Infer.NET

String inference

Infer.NET represents distributions on strings via probabilistic automata. Operations on automata are described in Belief Propagation with Strings, with more details in Notes on String operators. The Infer.NET implementation is described in String inference API design. See Hello, Strings! for an example of modelling with uncertain strings.

Viewing automata

You can create a GraphViz file from a SequenceDistribution by calling ToString on the distribution using the SequenceDistributionFormats.GraphViz format and writing to file.

You can use http://graphviz.it/ to view small automata by copying and pasting the string from the file to the window.
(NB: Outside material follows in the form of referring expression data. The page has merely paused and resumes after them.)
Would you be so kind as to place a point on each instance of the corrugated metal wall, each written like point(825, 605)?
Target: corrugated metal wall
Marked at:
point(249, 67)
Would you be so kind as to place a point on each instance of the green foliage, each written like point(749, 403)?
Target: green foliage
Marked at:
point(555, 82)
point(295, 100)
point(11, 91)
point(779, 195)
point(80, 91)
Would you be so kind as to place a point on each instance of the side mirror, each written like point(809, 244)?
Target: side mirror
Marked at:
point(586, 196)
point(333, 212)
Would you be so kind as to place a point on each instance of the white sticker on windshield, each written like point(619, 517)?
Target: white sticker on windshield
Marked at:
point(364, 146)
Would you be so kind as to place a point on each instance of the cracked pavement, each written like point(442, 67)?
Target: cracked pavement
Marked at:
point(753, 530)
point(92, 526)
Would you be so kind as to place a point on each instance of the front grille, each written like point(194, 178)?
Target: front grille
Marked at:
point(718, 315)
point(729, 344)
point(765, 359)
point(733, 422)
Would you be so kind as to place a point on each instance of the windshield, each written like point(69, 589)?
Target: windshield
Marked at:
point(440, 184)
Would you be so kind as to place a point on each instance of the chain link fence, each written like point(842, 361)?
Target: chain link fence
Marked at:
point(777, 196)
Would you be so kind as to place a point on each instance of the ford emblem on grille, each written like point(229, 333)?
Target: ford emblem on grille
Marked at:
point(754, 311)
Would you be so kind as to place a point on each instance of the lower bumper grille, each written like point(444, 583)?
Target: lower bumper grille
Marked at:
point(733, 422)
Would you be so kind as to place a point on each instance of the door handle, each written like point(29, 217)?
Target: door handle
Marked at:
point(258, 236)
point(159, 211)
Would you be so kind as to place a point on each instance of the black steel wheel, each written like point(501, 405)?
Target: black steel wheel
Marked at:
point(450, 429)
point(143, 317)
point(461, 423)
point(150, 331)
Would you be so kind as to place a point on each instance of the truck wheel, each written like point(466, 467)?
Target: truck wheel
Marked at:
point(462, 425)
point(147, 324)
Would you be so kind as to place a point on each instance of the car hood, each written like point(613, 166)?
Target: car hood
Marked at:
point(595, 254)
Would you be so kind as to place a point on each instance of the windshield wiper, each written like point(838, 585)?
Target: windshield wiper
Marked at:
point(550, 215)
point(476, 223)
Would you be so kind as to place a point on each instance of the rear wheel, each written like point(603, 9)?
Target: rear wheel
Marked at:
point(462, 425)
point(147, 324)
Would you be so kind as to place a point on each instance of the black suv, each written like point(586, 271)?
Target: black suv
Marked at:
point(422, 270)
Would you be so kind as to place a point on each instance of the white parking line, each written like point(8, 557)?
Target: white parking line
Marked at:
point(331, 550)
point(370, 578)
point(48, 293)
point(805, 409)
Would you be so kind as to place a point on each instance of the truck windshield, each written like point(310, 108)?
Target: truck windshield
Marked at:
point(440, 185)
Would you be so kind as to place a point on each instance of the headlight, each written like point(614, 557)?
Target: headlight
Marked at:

To view large automata, install GraphViz, and run dot.exe. The following example creates a jpeg from the file containing the graph description:

dot -Tjpeg myautomaton.txt > myautomaton.jpeg

Reading

Introduction to Automata Theory - a book covering basics
Weighted Finite-State Transducer Algorithms: An Overview - a survey of algorithms on WFSA covering intersection, determinization, weight pushing and minimization.
Finite-State Transducers in Language and Speech Processing - a more detailed survey
Weighted Automata Algorithms - one more survey, with a focus on algorithms

Automata libraries

ASTL - C++ automata library with STL-like design: algorithms are implemented in terms of automata iterators.
Jolt.NET - .NET DFA/NFA library
OpenFST - weighted finite-state transducer C++ library

Useful facts from automata theory

Transducer operations
- Intersection - regular relations aren’t closed under intersection, complement and subtraction [link]
  - What would happen if one applies the joint traversal as for automata intersection?
DFA (deterministic finite automaton) minimization
- Survey
- Basic idea: remove unreachable states, merge indistinguishable states [link, p.159]
- Brzozowski’s algorithm [link]
  - Invert all edges of the DFA to get an NDFA for the reversed language
  - Apply the power set construction to the NDFA to get a minimal DFA for the reversed language
  - Invert the edges of the minimal DFA back and apply the power set construction to get the minimal DFA for the original language
  - Applies to DFA as well as NFA
  - Is claimed to be efficient in practice
  - Can be justified from the algebraic point of view [link]
NFA (non-deterministic finite automaton) minimization
- Can determinize, then minimize
  - Can’t the minimal DFA have even more states than the original NFA?
- Can apply Brzozowski’s algorithm
- Minimization of NFA is PSPACE-complete (that is, very hard) [discussion link]
- What if one gives up on the optimality guarantees? [discussion link]
  - One can introduce a state equivalence relation stronger than the language equality relation and merge states based on it. Examples include equivalence based on simulation relations [link].
  - There exist some attempts to generalize this technique to the weighted case [link, link]
Weighted NFA determinization [link]
- Requires an extension of power set construction since it matters not only in which state you are, but also how much weight you carry
- Extended power set construction may not halt for some automata
  - Some weighted NFA don’t even have an equivalent weighted DFA
  - Weighted NFA is always determinizable if there are no loops
  - Having only self-loops doesn’t save you
- There is a criteria to determine if an automata is determinizable, so-called twins property, but it works only for tropical semirings
  - Apparently, there are works that generalize it to arbitrary semirings [link]
- Weighted NFA over a tropical semiring can be made determinizable by adding new transitions with special symbols [link]
- There exist algorithms for approximate determinization [link]
- Disambiguation is an alternative. It applies to a wider class of automata and can lead to exponentially smaller results [link]. There are algorithms for testing it [link]
Weighted DFA minimization [link] ○ Push weights (corresponds to global probability normalization in our case) ○ Minimize the automata using the regular DFA minimization algorithm, considering (weight, label) as a single edge label
Computing mode
- Is easy for Viterbi semiring, but NP-hard for the probabilistic semiring [link]
- Should be easy for unambiguous automata (see determinization)
- There are some works on the algorithms for the general case
Learning probabilistic automata from samples
- A WFA-based distribution over sequences is identifiable in the limit from samples [link]
- Learning can be seen as a matrix completion problem [link]
- There was a competition, lots of datasets and results are available [link]
Distances between automata
- KL-divergence between unambiguous (no two successful paths are labelled with the same string) probabilistic WFSA can be efficiently computed [link]
- L2 distance between arbitrary weighted automata can be computed in polynomial time [link]